For versions 2.x and above, configuring how temporary request errors are retried is also supported:

  • bulk.flush.backoff.enable: Whether or not to perform retries with backoff delay for a flush if one or more of its actions failed due to a temporary EsRejectedExecutionException.
  • bulk.flush.backoff.type: The type of backoff delay, either CONSTANT or EXPONENTIAL
  • bulk.flush.backoff.delay: The amount of delay for backoff. For constant backoff, this is simply the delay between each retry. For exponential backoff, this is the initial base delay.
  • bulk.flush.backoff.retries: The number of backoff retries to attempt.
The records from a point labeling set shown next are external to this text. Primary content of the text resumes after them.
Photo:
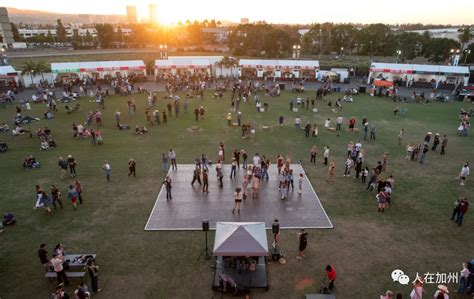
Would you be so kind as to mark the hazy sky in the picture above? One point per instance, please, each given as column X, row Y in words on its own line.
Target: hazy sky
column 275, row 11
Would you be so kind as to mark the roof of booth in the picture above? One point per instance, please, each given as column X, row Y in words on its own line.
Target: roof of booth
column 240, row 239
column 418, row 68
column 77, row 67
column 254, row 63
column 7, row 69
column 187, row 61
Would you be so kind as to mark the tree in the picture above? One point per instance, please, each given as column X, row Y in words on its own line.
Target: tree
column 60, row 31
column 465, row 36
column 41, row 68
column 29, row 68
column 438, row 50
column 16, row 34
column 105, row 35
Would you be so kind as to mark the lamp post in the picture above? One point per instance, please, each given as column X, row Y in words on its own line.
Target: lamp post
column 454, row 56
column 296, row 51
column 399, row 52
column 468, row 51
column 163, row 51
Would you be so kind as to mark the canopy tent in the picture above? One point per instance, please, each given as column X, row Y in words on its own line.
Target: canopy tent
column 187, row 63
column 7, row 73
column 278, row 68
column 240, row 239
column 406, row 73
column 101, row 68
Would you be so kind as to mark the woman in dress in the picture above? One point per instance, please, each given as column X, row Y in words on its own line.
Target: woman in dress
column 237, row 200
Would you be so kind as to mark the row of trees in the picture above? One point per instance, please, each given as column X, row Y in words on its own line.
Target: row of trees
column 371, row 40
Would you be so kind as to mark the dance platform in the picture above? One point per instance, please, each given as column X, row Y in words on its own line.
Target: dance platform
column 189, row 206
More information about Elasticsearch can be found here.

Packaging the Elasticsearch Connector into an Uber-Jar

For the execution of your Flink program, it is recommended to build a so-called uber-jar (executable jar) containing all your dependencies (see here for further information).

Alternatively, you can put the connector‘s jar file into Flink’s lib/ folder to make it available system-wide, i.e. for all job being run.